About the Filmmakers...
SIDNEY LUMET (Director) is recognized as one of America's most prominent film directors. A tough-minded director who seeks projects with social significance, Lumet has explored prominent themes and issues more frequently--and more daringly--than any other contemporary filmmaker.
Lumet was originally a child actor, appearing in numerous Broadway productions, including "Dead End." He made his only film appearance at age 15 in "One Third of a Nation" (1939).
After returning from World War II service (1942-46) he organized an off-Broadway group and became its director. In 1950 he joined CBS where he amassed more than 250 credits ("Alcoa Hour," "Omnibus," et al.) in less than 10 years.
Lumet made his directorial debut in 1957 with "Twelve Angry Men" starring Henry Fonda, which was nominated for three Academy Awards, including Best Picture. "Twelve Angry Men" earned Lumet a nomination for the coveted Directors Guild Award in addition to an Academy Award nomination for Best Director.
He has transposed to films such major plays as Tennessee Williams' "Orpheus Descending" (released in 1960 as "The Fugitive Kind"); Arthur Miller's "A View From the Bridge" (1962); Eugene O'Neill's "Long Day's Journey Into Night" (1962); and more recently "Equus" (1977), "The Wiz" (1978) and "Deathtrap" (1982).
His other films include the tense political drama "Fail Safe" (1964); "The Pawnbroker" (1965), starring Rod Steiger; "The Anderson Tapes" (1971); the police drama "Serpico" (1973), starring Al Pacino; the Agatha Christie mystery "Murder on the Orient Express" (1974); and "Dog Day Afternoon" (1975), also starring Pacino, which was nominated for six Academy Awards, including Best Picture and Best Director.

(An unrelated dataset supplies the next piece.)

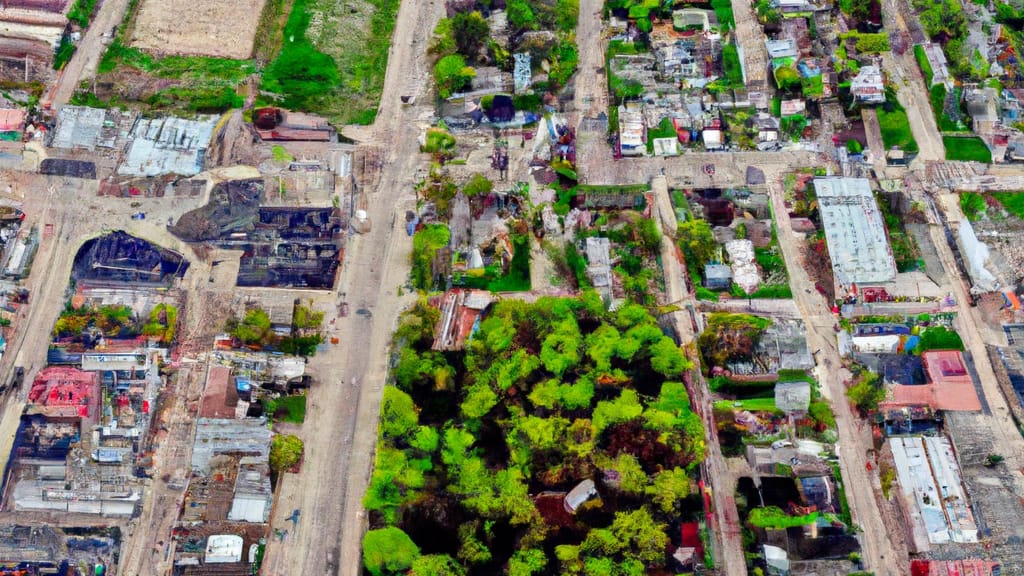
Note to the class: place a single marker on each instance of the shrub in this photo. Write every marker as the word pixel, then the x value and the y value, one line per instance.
pixel 388 550
pixel 452 74
pixel 286 451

Lumet scored one of his biggest successes with "Network" (1976), a scathing satire on television. The film was nominated for ten Academy Awards, including Best Picture and Best Director. The film won four Oscars, including a posthumous one for Peter Finch as Best Actor, Best Actress (Faye Dunaway) and one for Paddy Chayefsky's screenplay.
Lumet's films have been nominated for more than forty Academy Awards. With "The Verdict" (1982), Lumet earned his fourth nomination as Best Director. He also received a nomination for co-writing "Prince of the City" (1981) with Jay Presson Allen.
His most recent films include the adaptation of E.L. Doctorow's bestseller "Daniel" (1983); the touching comedy "Garbo Talks" (1984); "Power" (1985), a film about media manipulation in politics; and the murder mystery "The Morning After" (1986).
GRIFFIN DUNNE and AMY ROBINSON (Producers) began working together in 1977, when they teamed with Mark Metcalf to organize Triple Play Productions. Their first project was a film based on Ann Beattie's novel Chilly Scenes of Winter, directed by Joan Micklin Silver, and starring John Heard. The film was released in 1979 under the title "Head Over Heels," although it was later re-released in 1982 under its original Ann Beattie title.
In 1982, Dunne and Robinson activated Double Play Productions to produce "Baby, It's You." Based on a story by Robinson, the film starred Rosanna Arquette and Vincent Spano and was directed by John Sayles from his own screenplay. Their next project together was Martin Scorsese's successful black comedy "After Hours," which starred Griffin Dunne and Rosanna Arquette.
Dunne and Robinson are currently in pre-production on "Once Around," to be directed by Lasse Hallstrom ("My Life as a Dog") for Cinecom. Upcoming projects include "The Foreigner," based on a play by Larry Shue to be directed by Jim Abrahams ("Big Business") and the film adaptation of Glenn Savan's book "White Palace" to be produced in conjunction with Sydney Pollack and Mark Rosenberg.